How to remove html tag which has multiple lines in SHELL?

I want to clean a html file.

I try to remove the script part in the html and remove the rest of tags and empty lines.

The code I try to use is the following:

sed '/<script/,/<\/script>/d' webpage.html | sed -e 's/<[^>]*>//g' | sed '/^\s*$/d' > output.txt

However, in this method, I can not handle the case which a tag with multiple lines of properties, like:

<body class="three-col logged-out Streams" 
data-fouc-class-names="swift-loading"
 dir="ltr">

Are there any other methods to deal with this kind of case in SHELL?

To edit HTML files there's better tools than sed out there. However, for a sed solution, this might point you in the right direction:

sed '/<script/,/<\/script>/d; s/<[^>]*>//g; /</{:L;N;/>/!bL;d}; /^\s*$/d' file 

Could you please explain what is the third part doing? Thanks.
And it seems that it do not work well in my machine.

This /</{:L;N;/>/!bL;d}; is a loop, entered when a < is encountered, appending next lines until an > is read, then deleting the pattern space. It is far from bullet proof, not accounting for e.g. nested tags, but should give you an idea on how you could proceed.

If you want further help you need to be way more specific (details, samples, error msgs, ...).

The error is that
bL: Event not found.

Check the quoting ('...') of the sed script.

It's still the same error. I use tcsh. Is there anything wrong with this?

I can't make any statement on tcsh. Please post your command line exactly as is.

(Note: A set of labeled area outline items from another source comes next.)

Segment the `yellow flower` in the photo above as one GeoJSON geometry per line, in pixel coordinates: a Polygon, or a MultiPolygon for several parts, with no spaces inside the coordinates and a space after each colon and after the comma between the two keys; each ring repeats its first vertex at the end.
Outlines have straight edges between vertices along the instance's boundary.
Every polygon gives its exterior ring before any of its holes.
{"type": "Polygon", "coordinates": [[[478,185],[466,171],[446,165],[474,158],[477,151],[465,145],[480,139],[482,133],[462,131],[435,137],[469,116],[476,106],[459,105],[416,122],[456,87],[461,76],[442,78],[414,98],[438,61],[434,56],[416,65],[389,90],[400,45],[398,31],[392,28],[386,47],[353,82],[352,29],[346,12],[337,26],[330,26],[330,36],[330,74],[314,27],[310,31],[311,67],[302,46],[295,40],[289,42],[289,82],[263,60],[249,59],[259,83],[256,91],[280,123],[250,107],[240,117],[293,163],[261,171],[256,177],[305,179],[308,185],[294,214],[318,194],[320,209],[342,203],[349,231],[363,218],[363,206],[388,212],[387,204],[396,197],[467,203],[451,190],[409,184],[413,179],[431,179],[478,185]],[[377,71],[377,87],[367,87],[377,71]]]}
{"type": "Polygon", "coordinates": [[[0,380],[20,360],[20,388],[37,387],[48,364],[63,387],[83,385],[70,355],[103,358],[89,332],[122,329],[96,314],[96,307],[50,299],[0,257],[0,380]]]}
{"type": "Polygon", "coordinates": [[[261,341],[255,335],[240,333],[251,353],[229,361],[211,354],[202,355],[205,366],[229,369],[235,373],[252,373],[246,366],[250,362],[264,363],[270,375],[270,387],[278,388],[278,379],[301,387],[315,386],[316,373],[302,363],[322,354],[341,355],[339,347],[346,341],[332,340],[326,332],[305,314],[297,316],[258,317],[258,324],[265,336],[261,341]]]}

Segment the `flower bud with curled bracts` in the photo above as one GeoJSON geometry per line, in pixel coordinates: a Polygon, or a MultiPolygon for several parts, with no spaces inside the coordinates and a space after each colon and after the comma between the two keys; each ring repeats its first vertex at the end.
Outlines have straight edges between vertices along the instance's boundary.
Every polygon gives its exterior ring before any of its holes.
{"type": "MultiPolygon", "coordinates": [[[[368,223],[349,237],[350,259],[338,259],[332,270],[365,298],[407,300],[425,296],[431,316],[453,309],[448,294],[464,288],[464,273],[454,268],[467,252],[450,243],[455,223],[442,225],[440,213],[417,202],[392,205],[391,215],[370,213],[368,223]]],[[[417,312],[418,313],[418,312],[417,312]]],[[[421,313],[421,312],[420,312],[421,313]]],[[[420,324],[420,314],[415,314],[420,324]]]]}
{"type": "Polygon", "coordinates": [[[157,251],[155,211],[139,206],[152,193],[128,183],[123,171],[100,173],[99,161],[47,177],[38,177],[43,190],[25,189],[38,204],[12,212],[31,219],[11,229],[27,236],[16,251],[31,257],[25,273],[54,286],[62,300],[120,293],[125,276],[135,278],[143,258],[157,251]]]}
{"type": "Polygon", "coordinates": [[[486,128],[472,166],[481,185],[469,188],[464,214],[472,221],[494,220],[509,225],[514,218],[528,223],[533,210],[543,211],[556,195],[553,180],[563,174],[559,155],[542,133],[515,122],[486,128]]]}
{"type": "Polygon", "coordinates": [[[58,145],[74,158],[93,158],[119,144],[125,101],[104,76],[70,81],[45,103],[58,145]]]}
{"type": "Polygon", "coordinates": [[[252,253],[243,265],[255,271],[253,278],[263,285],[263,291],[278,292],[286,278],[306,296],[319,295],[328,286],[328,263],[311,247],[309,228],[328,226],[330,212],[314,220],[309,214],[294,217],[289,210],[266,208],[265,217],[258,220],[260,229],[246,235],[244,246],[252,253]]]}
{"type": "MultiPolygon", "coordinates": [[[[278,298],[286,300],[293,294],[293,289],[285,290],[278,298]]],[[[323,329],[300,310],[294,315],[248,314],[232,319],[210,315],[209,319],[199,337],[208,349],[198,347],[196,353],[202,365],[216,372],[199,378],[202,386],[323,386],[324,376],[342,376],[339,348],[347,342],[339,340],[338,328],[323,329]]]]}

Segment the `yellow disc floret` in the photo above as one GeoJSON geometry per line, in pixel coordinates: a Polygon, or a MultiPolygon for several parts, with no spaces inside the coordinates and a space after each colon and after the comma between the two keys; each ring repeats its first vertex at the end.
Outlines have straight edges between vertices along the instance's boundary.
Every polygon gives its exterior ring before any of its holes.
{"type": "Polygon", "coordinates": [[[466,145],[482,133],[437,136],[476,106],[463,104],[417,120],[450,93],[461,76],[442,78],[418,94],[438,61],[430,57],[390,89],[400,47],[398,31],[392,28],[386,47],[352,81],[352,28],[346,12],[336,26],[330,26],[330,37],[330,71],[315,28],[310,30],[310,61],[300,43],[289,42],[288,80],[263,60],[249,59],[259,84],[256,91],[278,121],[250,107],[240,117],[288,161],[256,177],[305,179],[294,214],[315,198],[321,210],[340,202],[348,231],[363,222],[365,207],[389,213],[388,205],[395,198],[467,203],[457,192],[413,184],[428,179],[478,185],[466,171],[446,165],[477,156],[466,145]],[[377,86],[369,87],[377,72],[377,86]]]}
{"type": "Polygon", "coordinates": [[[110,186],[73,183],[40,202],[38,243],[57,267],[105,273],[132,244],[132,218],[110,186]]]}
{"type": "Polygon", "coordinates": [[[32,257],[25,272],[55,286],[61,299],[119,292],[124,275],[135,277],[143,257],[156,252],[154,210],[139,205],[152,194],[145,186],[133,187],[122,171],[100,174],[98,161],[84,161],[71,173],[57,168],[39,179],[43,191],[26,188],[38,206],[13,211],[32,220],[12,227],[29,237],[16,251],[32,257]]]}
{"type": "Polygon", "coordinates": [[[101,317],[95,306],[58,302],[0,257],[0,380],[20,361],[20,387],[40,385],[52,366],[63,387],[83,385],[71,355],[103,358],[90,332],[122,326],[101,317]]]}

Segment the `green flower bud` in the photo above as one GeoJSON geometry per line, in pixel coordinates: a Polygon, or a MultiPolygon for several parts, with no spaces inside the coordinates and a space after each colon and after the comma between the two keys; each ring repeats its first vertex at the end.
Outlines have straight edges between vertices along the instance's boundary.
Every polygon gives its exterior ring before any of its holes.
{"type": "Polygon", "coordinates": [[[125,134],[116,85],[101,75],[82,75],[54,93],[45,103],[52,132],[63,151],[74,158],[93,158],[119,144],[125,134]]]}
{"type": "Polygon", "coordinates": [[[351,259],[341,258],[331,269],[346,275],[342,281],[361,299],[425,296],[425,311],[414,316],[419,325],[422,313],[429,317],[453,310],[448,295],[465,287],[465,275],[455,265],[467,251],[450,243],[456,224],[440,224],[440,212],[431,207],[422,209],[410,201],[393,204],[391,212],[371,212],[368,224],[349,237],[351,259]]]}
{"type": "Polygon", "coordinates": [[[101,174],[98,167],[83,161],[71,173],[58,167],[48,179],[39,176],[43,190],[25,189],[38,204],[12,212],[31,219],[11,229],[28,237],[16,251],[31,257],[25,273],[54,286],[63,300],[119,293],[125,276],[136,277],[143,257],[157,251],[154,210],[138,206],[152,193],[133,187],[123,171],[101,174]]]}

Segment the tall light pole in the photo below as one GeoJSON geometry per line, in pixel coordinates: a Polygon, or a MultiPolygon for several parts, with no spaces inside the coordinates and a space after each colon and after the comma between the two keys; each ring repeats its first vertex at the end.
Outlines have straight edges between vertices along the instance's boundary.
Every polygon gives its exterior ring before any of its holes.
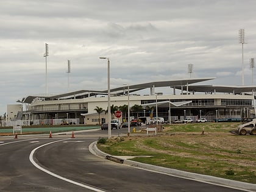
{"type": "Polygon", "coordinates": [[[193,69],[194,64],[188,64],[188,73],[190,74],[190,78],[191,77],[191,73],[193,73],[193,69]]]}
{"type": "Polygon", "coordinates": [[[68,60],[68,91],[69,91],[69,73],[71,73],[70,69],[70,60],[68,60]]]}
{"type": "Polygon", "coordinates": [[[107,59],[107,115],[108,138],[111,138],[111,110],[110,110],[110,62],[109,58],[100,57],[101,59],[107,59]]]}
{"type": "MultiPolygon", "coordinates": [[[[127,85],[127,84],[124,84],[124,85],[127,85]]],[[[128,89],[128,135],[130,135],[130,87],[127,85],[127,89],[128,89]]]]}
{"type": "Polygon", "coordinates": [[[43,54],[45,57],[45,93],[48,93],[48,85],[47,81],[47,57],[49,56],[48,44],[45,43],[45,53],[43,54]]]}
{"type": "Polygon", "coordinates": [[[186,123],[186,121],[185,120],[186,119],[186,110],[184,109],[184,122],[186,123]]]}
{"type": "Polygon", "coordinates": [[[244,29],[240,29],[238,32],[239,43],[242,44],[242,85],[244,85],[244,29]]]}
{"type": "Polygon", "coordinates": [[[218,123],[218,110],[216,110],[216,122],[218,123]]]}
{"type": "Polygon", "coordinates": [[[157,111],[157,93],[155,93],[155,113],[157,116],[157,130],[158,129],[158,113],[157,111]]]}
{"type": "Polygon", "coordinates": [[[254,65],[254,58],[249,59],[250,67],[252,68],[252,85],[254,85],[254,68],[255,66],[254,65]]]}
{"type": "Polygon", "coordinates": [[[57,125],[57,114],[55,114],[55,124],[57,125]]]}

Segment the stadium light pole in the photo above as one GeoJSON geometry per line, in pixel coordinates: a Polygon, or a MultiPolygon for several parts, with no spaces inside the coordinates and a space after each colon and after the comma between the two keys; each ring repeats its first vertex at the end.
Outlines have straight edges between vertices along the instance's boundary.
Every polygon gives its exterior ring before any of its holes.
{"type": "Polygon", "coordinates": [[[70,69],[70,60],[68,60],[68,92],[69,91],[69,73],[71,73],[70,69]]]}
{"type": "Polygon", "coordinates": [[[252,68],[252,85],[254,85],[254,58],[251,58],[249,59],[250,67],[252,68]]]}
{"type": "Polygon", "coordinates": [[[239,43],[242,44],[242,85],[244,85],[244,29],[240,29],[238,32],[239,43]]]}
{"type": "Polygon", "coordinates": [[[111,138],[111,110],[110,110],[110,62],[109,58],[100,57],[101,59],[107,59],[107,115],[108,139],[111,138]]]}
{"type": "Polygon", "coordinates": [[[193,73],[193,68],[194,68],[194,64],[188,64],[188,73],[190,74],[190,78],[191,77],[191,73],[193,73]]]}
{"type": "Polygon", "coordinates": [[[47,57],[49,56],[49,46],[48,43],[45,43],[45,53],[43,54],[45,57],[45,92],[48,93],[48,85],[47,81],[47,57]]]}
{"type": "Polygon", "coordinates": [[[128,135],[130,135],[130,86],[129,86],[127,84],[124,84],[124,85],[127,85],[128,89],[128,135]]]}

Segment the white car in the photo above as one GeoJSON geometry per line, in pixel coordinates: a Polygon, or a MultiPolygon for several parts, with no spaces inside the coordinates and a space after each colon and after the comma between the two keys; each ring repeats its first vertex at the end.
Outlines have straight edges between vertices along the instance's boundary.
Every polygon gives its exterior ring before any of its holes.
{"type": "Polygon", "coordinates": [[[183,123],[193,123],[193,119],[191,118],[185,119],[185,120],[183,120],[183,123]]]}
{"type": "Polygon", "coordinates": [[[207,122],[207,119],[205,118],[200,118],[196,121],[197,123],[205,123],[207,122]]]}

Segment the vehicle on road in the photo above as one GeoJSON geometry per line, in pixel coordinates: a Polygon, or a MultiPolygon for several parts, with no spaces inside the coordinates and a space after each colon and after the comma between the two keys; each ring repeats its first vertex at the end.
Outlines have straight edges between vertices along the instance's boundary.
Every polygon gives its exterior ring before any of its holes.
{"type": "Polygon", "coordinates": [[[154,123],[157,123],[157,123],[165,123],[165,119],[163,118],[158,117],[157,118],[156,117],[153,118],[152,120],[154,123]]]}
{"type": "Polygon", "coordinates": [[[111,128],[113,129],[120,129],[121,124],[120,121],[118,119],[112,119],[111,120],[111,128]]]}
{"type": "Polygon", "coordinates": [[[207,122],[207,119],[205,118],[199,118],[196,121],[196,123],[205,123],[207,122]]]}
{"type": "Polygon", "coordinates": [[[186,118],[184,120],[183,120],[183,123],[193,123],[193,119],[191,118],[186,118]]]}
{"type": "Polygon", "coordinates": [[[172,121],[172,123],[182,123],[183,121],[180,119],[175,119],[174,121],[172,121]]]}
{"type": "Polygon", "coordinates": [[[238,134],[246,135],[246,134],[256,135],[256,119],[238,126],[238,134]]]}
{"type": "Polygon", "coordinates": [[[101,125],[101,130],[107,130],[108,128],[108,124],[107,123],[103,123],[101,125]]]}

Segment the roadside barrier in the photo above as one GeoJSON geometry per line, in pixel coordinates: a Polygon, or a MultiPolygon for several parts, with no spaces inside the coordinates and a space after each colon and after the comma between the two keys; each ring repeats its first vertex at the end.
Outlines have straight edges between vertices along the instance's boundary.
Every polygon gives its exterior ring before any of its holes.
{"type": "Polygon", "coordinates": [[[18,138],[18,133],[16,132],[15,133],[15,137],[14,138],[18,138]]]}
{"type": "Polygon", "coordinates": [[[72,132],[72,135],[71,135],[71,138],[75,138],[74,137],[74,132],[72,132]]]}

The command line is show as the following:

% sed '/<script/,/<\/script>/d; s/<[^>]*>//g; /</{:L;N;/>/!bl;d}; /^\s*$/d' webpage.html > test.txt
bl: Event not found.

Sorry, can't help. You may want to scrutinize your shell's man pages to find out what causes the error ...

---------- Post updated at 19:20 ---------- Previous update was at 19:19 ----------

BTW - WHY is that a lower case l (L)? This is not what I posted!

1 Like

Sorry, that's my technical error, and I tried the "L". And it's the same error.

And again, thanks for your help! You give me an idea how to solve it. I'd better do more exploration in this direction.

---------- Post updated at 11:46 PM ---------- Previous update was at 01:23 PM ----------

I have solved it! Since the (!) in csh can not be resolved appropriately. (/) should be added before. Then it can work well! Thanks!